Lagerfeld is never without an inspired take on what the pulse of the fashion masses are. He is a master at taking its collective temperature whether from above or below, in front (ahead) or from behind (the past). It seems that this time around Herr Lagerfeld was left alone to ponder the state of the world, the desecration of the rain forests, the destruction of whole land masses and their populations and the overall crisis we're facing with Global Warming. But looking deeper and much closer to home, I think he was in the mood for a bit of rough. With his toy boy, Baptiste Giabiconi, off making music or whatever he does when he's not the focus of KL, the Meister looked elsewhere for a muse and stumbled onto Yeti, the last word in rough, not to mention big, untamed and packing some major fur. This big fella was the perfect match for Karl in that he looks to have given as good as he got. Karl was tossed around his Hotel Particulier like some rag doll by the looks of him when he took his final bow. What a primal and potent collection this was and I loved every single moment of it.

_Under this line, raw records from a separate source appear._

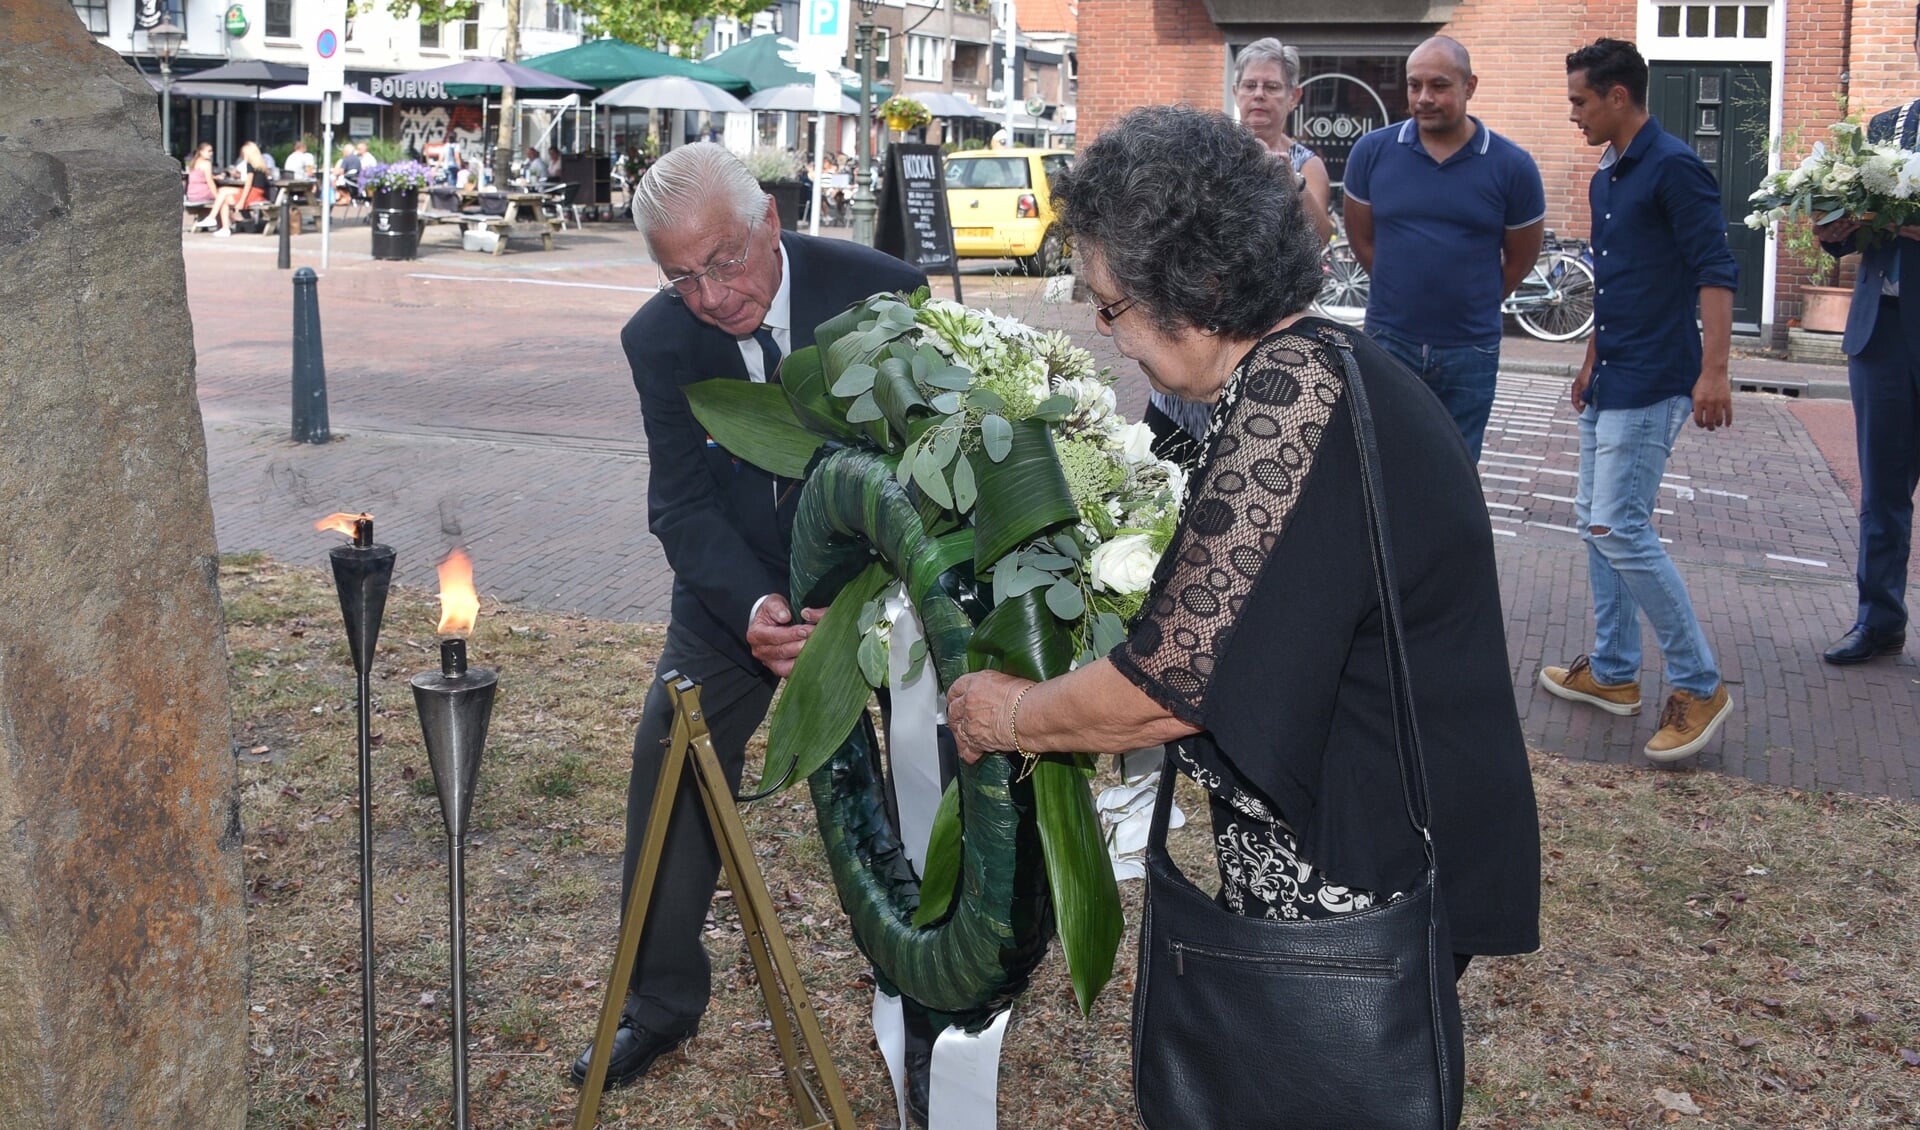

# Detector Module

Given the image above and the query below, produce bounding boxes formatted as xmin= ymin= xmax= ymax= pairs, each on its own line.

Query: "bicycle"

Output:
xmin=1503 ymin=233 xmax=1596 ymax=342
xmin=1311 ymin=235 xmax=1369 ymax=327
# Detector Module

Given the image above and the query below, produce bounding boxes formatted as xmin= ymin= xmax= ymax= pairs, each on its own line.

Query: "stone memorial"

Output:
xmin=0 ymin=2 xmax=247 ymax=1126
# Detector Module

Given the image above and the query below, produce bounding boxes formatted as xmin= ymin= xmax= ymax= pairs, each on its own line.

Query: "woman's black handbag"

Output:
xmin=1130 ymin=329 xmax=1465 ymax=1130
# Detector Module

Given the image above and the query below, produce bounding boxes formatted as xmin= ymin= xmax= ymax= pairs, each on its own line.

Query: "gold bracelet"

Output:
xmin=1009 ymin=684 xmax=1037 ymax=781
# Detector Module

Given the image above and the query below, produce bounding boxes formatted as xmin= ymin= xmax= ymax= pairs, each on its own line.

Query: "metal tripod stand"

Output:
xmin=574 ymin=672 xmax=855 ymax=1130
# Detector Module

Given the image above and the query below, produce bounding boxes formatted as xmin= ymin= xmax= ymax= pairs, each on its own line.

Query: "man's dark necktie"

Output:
xmin=753 ymin=326 xmax=782 ymax=382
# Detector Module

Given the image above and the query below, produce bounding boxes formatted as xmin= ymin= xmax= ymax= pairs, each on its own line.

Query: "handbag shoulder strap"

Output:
xmin=1318 ymin=324 xmax=1439 ymax=850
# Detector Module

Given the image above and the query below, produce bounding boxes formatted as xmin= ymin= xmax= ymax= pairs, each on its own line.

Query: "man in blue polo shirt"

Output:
xmin=1343 ymin=35 xmax=1546 ymax=460
xmin=1539 ymin=38 xmax=1738 ymax=765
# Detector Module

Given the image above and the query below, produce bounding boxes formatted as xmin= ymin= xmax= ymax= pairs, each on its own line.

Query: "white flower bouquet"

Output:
xmin=1746 ymin=120 xmax=1920 ymax=243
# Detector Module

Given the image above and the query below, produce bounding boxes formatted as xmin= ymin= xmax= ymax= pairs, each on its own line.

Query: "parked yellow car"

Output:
xmin=944 ymin=148 xmax=1073 ymax=276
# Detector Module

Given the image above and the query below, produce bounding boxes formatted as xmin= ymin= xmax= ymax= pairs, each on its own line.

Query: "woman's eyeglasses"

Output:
xmin=1236 ymin=80 xmax=1291 ymax=97
xmin=1093 ymin=293 xmax=1138 ymax=324
xmin=659 ymin=223 xmax=757 ymax=297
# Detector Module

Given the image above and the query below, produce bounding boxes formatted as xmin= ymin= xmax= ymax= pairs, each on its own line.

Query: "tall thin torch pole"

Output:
xmin=358 ymin=653 xmax=379 ymax=1130
xmin=448 ymin=830 xmax=470 ymax=1128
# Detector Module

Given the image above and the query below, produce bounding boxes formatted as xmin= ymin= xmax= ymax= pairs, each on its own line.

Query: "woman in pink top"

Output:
xmin=185 ymin=142 xmax=218 ymax=228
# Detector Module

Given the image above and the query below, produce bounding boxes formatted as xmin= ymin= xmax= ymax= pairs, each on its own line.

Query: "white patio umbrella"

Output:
xmin=916 ymin=91 xmax=991 ymax=119
xmin=264 ymin=82 xmax=392 ymax=106
xmin=594 ymin=75 xmax=749 ymax=113
xmin=743 ymin=83 xmax=858 ymax=115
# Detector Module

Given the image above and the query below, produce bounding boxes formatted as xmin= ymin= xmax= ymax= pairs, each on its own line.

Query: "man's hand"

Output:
xmin=747 ymin=595 xmax=823 ymax=678
xmin=1692 ymin=370 xmax=1733 ymax=431
xmin=1815 ymin=216 xmax=1862 ymax=244
xmin=1570 ymin=365 xmax=1593 ymax=412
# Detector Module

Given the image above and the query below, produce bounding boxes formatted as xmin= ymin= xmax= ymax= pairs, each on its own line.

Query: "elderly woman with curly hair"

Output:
xmin=947 ymin=106 xmax=1538 ymax=991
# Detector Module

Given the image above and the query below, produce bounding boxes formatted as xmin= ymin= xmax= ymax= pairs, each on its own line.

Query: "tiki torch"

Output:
xmin=410 ymin=548 xmax=495 ymax=1130
xmin=318 ymin=512 xmax=392 ymax=1130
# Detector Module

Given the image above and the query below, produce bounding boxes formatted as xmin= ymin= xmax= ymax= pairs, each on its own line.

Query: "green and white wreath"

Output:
xmin=686 ymin=290 xmax=1183 ymax=1024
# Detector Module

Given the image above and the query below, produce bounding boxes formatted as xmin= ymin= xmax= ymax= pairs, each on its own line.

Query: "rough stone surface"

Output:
xmin=0 ymin=3 xmax=247 ymax=1127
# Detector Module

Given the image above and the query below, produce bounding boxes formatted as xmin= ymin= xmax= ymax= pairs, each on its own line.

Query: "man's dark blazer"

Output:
xmin=1823 ymin=101 xmax=1920 ymax=355
xmin=621 ymin=231 xmax=926 ymax=674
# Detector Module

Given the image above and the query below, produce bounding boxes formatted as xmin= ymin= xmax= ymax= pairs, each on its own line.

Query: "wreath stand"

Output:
xmin=574 ymin=672 xmax=854 ymax=1130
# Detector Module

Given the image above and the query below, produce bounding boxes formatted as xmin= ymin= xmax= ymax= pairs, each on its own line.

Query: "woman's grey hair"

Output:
xmin=1052 ymin=105 xmax=1324 ymax=340
xmin=1235 ymin=37 xmax=1301 ymax=88
xmin=631 ymin=142 xmax=767 ymax=242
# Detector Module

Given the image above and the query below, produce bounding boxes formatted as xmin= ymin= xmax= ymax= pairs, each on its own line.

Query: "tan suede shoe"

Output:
xmin=1644 ymin=685 xmax=1733 ymax=763
xmin=1539 ymin=655 xmax=1642 ymax=716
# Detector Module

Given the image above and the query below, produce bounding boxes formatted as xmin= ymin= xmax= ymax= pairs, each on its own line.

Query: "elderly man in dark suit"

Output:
xmin=1817 ymin=12 xmax=1920 ymax=665
xmin=573 ymin=143 xmax=925 ymax=1089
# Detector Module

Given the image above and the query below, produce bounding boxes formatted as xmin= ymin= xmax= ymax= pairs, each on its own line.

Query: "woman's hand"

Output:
xmin=945 ymin=671 xmax=1035 ymax=765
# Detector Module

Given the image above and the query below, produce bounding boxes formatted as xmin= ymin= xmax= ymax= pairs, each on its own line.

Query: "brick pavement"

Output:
xmin=187 ymin=221 xmax=1918 ymax=801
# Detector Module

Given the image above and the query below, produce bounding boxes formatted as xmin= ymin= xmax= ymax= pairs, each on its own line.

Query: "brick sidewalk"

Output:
xmin=188 ymin=222 xmax=1918 ymax=800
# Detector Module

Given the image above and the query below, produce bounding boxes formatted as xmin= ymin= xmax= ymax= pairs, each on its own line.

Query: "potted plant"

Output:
xmin=742 ymin=146 xmax=806 ymax=231
xmin=881 ymin=95 xmax=931 ymax=134
xmin=359 ymin=159 xmax=432 ymax=260
xmin=1789 ymin=227 xmax=1851 ymax=333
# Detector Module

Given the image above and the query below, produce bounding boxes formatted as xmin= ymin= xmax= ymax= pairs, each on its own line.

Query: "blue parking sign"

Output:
xmin=807 ymin=0 xmax=842 ymax=37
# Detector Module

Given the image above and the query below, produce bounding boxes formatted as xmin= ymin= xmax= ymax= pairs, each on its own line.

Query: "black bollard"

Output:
xmin=292 ymin=268 xmax=331 ymax=444
xmin=278 ymin=191 xmax=292 ymax=270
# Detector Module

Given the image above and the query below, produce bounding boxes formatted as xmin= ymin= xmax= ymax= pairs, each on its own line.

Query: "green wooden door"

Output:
xmin=1649 ymin=62 xmax=1771 ymax=329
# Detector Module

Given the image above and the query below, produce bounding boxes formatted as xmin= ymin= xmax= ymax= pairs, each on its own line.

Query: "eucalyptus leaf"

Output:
xmin=847 ymin=391 xmax=884 ymax=424
xmin=910 ymin=782 xmax=964 ymax=927
xmin=981 ymin=414 xmax=1013 ymax=462
xmin=1090 ymin=610 xmax=1127 ymax=656
xmin=1051 ymin=533 xmax=1085 ymax=562
xmin=930 ymin=427 xmax=961 ymax=467
xmin=926 ymin=367 xmax=976 ymax=391
xmin=764 ymin=563 xmax=893 ymax=790
xmin=857 ymin=629 xmax=888 ymax=688
xmin=915 ymin=450 xmax=953 ymax=509
xmin=831 ymin=362 xmax=879 ymax=398
xmin=1045 ymin=578 xmax=1086 ymax=620
xmin=930 ymin=391 xmax=962 ymax=414
xmin=1022 ymin=551 xmax=1075 ymax=570
xmin=1031 ymin=394 xmax=1077 ymax=421
xmin=682 ymin=379 xmax=822 ymax=480
xmin=965 ymin=387 xmax=1007 ymax=411
xmin=952 ymin=455 xmax=978 ymax=512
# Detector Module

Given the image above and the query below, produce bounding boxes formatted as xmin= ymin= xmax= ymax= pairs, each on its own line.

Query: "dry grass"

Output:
xmin=225 ymin=555 xmax=1920 ymax=1128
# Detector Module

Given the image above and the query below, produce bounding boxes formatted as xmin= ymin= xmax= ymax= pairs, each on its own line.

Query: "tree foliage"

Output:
xmin=376 ymin=1 xmax=766 ymax=58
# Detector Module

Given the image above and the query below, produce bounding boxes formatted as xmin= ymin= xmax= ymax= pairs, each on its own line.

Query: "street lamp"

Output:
xmin=850 ymin=0 xmax=881 ymax=247
xmin=147 ymin=17 xmax=186 ymax=157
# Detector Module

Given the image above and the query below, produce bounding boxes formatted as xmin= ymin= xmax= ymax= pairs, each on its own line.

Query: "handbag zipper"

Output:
xmin=1171 ymin=940 xmax=1398 ymax=979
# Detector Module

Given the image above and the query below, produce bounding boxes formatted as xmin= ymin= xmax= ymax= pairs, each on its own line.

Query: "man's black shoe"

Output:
xmin=902 ymin=1006 xmax=932 ymax=1128
xmin=569 ymin=1015 xmax=696 ymax=1090
xmin=1823 ymin=625 xmax=1907 ymax=665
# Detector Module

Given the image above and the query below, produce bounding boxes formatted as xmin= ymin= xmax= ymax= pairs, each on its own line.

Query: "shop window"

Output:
xmin=266 ymin=0 xmax=293 ymax=39
xmin=71 ymin=0 xmax=108 ymax=34
xmin=1655 ymin=2 xmax=1772 ymax=40
xmin=421 ymin=20 xmax=441 ymax=48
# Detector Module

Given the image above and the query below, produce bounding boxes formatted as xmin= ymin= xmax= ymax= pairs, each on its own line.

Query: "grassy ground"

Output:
xmin=225 ymin=554 xmax=1920 ymax=1128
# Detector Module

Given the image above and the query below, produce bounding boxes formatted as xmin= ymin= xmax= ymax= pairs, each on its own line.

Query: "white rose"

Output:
xmin=1089 ymin=533 xmax=1158 ymax=594
xmin=1116 ymin=421 xmax=1155 ymax=464
xmin=1745 ymin=213 xmax=1767 ymax=230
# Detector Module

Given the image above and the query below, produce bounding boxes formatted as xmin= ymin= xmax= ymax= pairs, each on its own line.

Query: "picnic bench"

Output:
xmin=419 ymin=188 xmax=563 ymax=255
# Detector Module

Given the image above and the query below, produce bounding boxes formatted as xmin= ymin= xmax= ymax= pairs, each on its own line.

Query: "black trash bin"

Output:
xmin=370 ymin=188 xmax=420 ymax=260
xmin=760 ymin=179 xmax=805 ymax=231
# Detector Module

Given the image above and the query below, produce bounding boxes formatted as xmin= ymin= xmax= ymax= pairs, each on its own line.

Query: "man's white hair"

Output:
xmin=631 ymin=142 xmax=768 ymax=245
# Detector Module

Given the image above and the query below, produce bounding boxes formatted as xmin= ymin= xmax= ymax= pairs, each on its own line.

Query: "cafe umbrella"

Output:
xmin=380 ymin=59 xmax=592 ymax=187
xmin=743 ymin=82 xmax=858 ymax=114
xmin=265 ymin=82 xmax=393 ymax=106
xmin=593 ymin=75 xmax=749 ymax=114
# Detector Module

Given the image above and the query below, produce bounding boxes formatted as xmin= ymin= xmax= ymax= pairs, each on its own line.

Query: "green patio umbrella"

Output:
xmin=519 ymin=37 xmax=750 ymax=93
xmin=702 ymin=35 xmax=889 ymax=100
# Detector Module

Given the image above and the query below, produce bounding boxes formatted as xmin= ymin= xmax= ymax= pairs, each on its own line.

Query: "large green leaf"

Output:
xmin=779 ymin=346 xmax=864 ymax=443
xmin=1032 ymin=758 xmax=1123 ymax=1014
xmin=764 ymin=562 xmax=893 ymax=790
xmin=683 ymin=379 xmax=822 ymax=480
xmin=909 ymin=781 xmax=964 ymax=927
xmin=968 ymin=418 xmax=1076 ymax=571
xmin=966 ymin=587 xmax=1077 ymax=680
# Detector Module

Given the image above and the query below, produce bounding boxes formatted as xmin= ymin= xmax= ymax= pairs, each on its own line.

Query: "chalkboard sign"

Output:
xmin=875 ymin=143 xmax=964 ymax=303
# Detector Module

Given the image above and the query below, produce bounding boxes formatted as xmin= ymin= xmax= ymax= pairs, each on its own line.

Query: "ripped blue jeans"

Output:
xmin=1576 ymin=397 xmax=1720 ymax=697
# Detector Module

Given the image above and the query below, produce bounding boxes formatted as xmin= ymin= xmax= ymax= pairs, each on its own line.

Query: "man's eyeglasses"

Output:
xmin=658 ymin=223 xmax=757 ymax=297
xmin=1236 ymin=80 xmax=1291 ymax=97
xmin=1092 ymin=292 xmax=1137 ymax=324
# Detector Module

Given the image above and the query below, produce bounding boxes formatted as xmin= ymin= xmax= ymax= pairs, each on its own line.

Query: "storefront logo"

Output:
xmin=1299 ymin=113 xmax=1378 ymax=142
xmin=224 ymin=4 xmax=249 ymax=37
xmin=370 ymin=76 xmax=449 ymax=100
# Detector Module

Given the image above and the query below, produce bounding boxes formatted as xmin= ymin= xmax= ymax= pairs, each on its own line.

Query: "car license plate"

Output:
xmin=955 ymin=227 xmax=992 ymax=238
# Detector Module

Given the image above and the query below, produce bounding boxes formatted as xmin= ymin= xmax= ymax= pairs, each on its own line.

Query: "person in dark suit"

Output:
xmin=1817 ymin=11 xmax=1920 ymax=665
xmin=570 ymin=143 xmax=925 ymax=1091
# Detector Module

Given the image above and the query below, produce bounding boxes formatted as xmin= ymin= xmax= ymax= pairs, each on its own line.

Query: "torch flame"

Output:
xmin=315 ymin=512 xmax=371 ymax=538
xmin=436 ymin=548 xmax=480 ymax=635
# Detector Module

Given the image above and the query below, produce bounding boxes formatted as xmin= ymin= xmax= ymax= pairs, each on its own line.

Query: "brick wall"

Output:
xmin=1077 ymin=0 xmax=1222 ymax=139
xmin=1777 ymin=0 xmax=1854 ymax=318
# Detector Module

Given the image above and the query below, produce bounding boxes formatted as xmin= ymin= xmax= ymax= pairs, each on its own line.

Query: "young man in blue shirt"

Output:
xmin=1540 ymin=38 xmax=1737 ymax=763
xmin=1343 ymin=35 xmax=1547 ymax=460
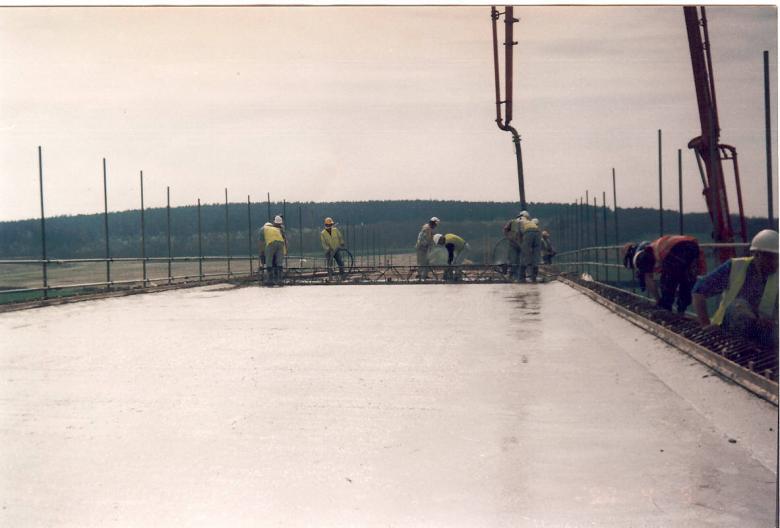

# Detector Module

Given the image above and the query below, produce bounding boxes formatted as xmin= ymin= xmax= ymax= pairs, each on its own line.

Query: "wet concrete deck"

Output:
xmin=0 ymin=282 xmax=776 ymax=526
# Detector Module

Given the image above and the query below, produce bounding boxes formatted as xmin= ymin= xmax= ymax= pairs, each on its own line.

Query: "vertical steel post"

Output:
xmin=37 ymin=146 xmax=48 ymax=299
xmin=593 ymin=197 xmax=598 ymax=280
xmin=298 ymin=204 xmax=303 ymax=266
xmin=197 ymin=198 xmax=203 ymax=281
xmin=585 ymin=190 xmax=589 ymax=247
xmin=574 ymin=196 xmax=582 ymax=271
xmin=140 ymin=171 xmax=147 ymax=285
xmin=103 ymin=158 xmax=110 ymax=286
xmin=658 ymin=129 xmax=664 ymax=236
xmin=166 ymin=186 xmax=172 ymax=284
xmin=247 ymin=195 xmax=253 ymax=276
xmin=765 ymin=50 xmax=775 ymax=226
xmin=602 ymin=191 xmax=608 ymax=282
xmin=577 ymin=198 xmax=581 ymax=251
xmin=266 ymin=192 xmax=271 ymax=222
xmin=580 ymin=197 xmax=584 ymax=273
xmin=593 ymin=197 xmax=598 ymax=247
xmin=283 ymin=199 xmax=287 ymax=269
xmin=612 ymin=168 xmax=619 ymax=244
xmin=225 ymin=188 xmax=231 ymax=277
xmin=678 ymin=149 xmax=684 ymax=234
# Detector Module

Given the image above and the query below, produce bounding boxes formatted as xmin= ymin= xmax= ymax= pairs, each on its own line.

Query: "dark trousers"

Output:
xmin=658 ymin=241 xmax=699 ymax=313
xmin=327 ymin=249 xmax=345 ymax=276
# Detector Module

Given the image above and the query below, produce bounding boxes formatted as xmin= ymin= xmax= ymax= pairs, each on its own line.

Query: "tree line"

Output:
xmin=0 ymin=199 xmax=773 ymax=259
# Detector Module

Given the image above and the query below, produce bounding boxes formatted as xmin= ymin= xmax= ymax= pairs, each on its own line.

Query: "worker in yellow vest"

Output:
xmin=320 ymin=217 xmax=347 ymax=280
xmin=415 ymin=217 xmax=439 ymax=281
xmin=518 ymin=215 xmax=541 ymax=282
xmin=434 ymin=233 xmax=470 ymax=281
xmin=258 ymin=216 xmax=286 ymax=286
xmin=692 ymin=229 xmax=778 ymax=347
xmin=502 ymin=211 xmax=527 ymax=281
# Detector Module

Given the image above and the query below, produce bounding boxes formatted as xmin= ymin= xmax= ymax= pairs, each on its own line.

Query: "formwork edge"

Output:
xmin=557 ymin=275 xmax=779 ymax=407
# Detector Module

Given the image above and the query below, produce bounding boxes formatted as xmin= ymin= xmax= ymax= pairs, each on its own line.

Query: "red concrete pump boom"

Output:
xmin=683 ymin=6 xmax=748 ymax=263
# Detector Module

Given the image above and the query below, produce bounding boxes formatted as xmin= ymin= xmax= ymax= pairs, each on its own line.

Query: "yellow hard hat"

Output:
xmin=324 ymin=217 xmax=334 ymax=225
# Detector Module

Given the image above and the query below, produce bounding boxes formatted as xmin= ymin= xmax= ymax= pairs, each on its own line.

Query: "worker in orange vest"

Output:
xmin=623 ymin=235 xmax=706 ymax=313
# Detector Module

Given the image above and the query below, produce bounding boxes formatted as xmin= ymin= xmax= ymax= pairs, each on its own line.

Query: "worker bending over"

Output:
xmin=434 ymin=233 xmax=470 ymax=281
xmin=320 ymin=217 xmax=347 ymax=280
xmin=503 ymin=211 xmax=527 ymax=281
xmin=258 ymin=216 xmax=287 ymax=286
xmin=692 ymin=229 xmax=778 ymax=348
xmin=415 ymin=217 xmax=439 ymax=281
xmin=624 ymin=235 xmax=706 ymax=314
xmin=518 ymin=215 xmax=541 ymax=282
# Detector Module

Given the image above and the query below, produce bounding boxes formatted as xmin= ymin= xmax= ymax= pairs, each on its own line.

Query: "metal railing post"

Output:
xmin=197 ymin=198 xmax=203 ymax=280
xmin=247 ymin=195 xmax=253 ymax=276
xmin=140 ymin=171 xmax=147 ymax=285
xmin=225 ymin=188 xmax=231 ymax=278
xmin=612 ymin=168 xmax=619 ymax=245
xmin=658 ymin=129 xmax=664 ymax=236
xmin=585 ymin=190 xmax=590 ymax=247
xmin=283 ymin=199 xmax=287 ymax=269
xmin=298 ymin=203 xmax=303 ymax=268
xmin=103 ymin=158 xmax=110 ymax=287
xmin=764 ymin=50 xmax=775 ymax=227
xmin=37 ymin=146 xmax=48 ymax=299
xmin=166 ymin=186 xmax=172 ymax=284
xmin=678 ymin=149 xmax=684 ymax=234
xmin=602 ymin=191 xmax=608 ymax=282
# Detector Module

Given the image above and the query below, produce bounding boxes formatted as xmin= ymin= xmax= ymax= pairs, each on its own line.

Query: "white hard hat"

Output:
xmin=750 ymin=229 xmax=779 ymax=254
xmin=518 ymin=210 xmax=530 ymax=218
xmin=532 ymin=218 xmax=539 ymax=225
xmin=274 ymin=215 xmax=283 ymax=224
xmin=430 ymin=216 xmax=440 ymax=223
xmin=433 ymin=234 xmax=443 ymax=244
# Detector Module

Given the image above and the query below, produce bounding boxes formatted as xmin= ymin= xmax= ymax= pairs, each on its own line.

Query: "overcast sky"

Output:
xmin=0 ymin=5 xmax=776 ymax=222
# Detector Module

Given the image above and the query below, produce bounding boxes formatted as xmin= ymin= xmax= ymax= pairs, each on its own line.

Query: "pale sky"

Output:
xmin=0 ymin=5 xmax=776 ymax=221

To ship in 240 tons of ice, have it sculpted into an Ice berg and set it in an ice flow to melt (that's the warming metaphor) and subject the audience to freezing temperatures, send models wading through the river that surrounded it and dress them as the hybridized issue of Yeti and a man was just too absolutely amazing to behold. Then he tops it all off by incorporating fur into most outfits and accessories, including some of the most fantastic boots since Go-Go boots in 1968. When all was said and done, I discovered that all that seemed real was actually faux , or as Karl termed it, "Fantasy Fur". I was unable to tell the difference. With all the fur that has flooded the runways in Paris, Italy and New York, leave it to Karl to do it better and do it in Faux. Then to create these wildly animistic looks and do it in such a way that you know 1000% that it will influence and inform so many stores, consumers, designers and the press makes me howl at the moon.
His rigor, artistry, proportion and imagination was as finely tuned in this collection as with Chanel Haute Couture. This man is incapable of compromise. Every piece and detail, whether it's your cup of tea or not is thoroughly thought out. That's what makes it so much fun. The scale of the fur skirts were such that you could actually see them working on a real woman's body as much as on a model's. Haute Humor morphs into high glamor and nudges the paradigm of accepted "style" ever forward. I will illustrate this with a few images but the slide show is where you must go to see the whole story. I used to think that Chanel was best taken neat, but now it's on the rocks with a twist.
My question is: How has Karl found the secret when we all keep scratching around in the dark?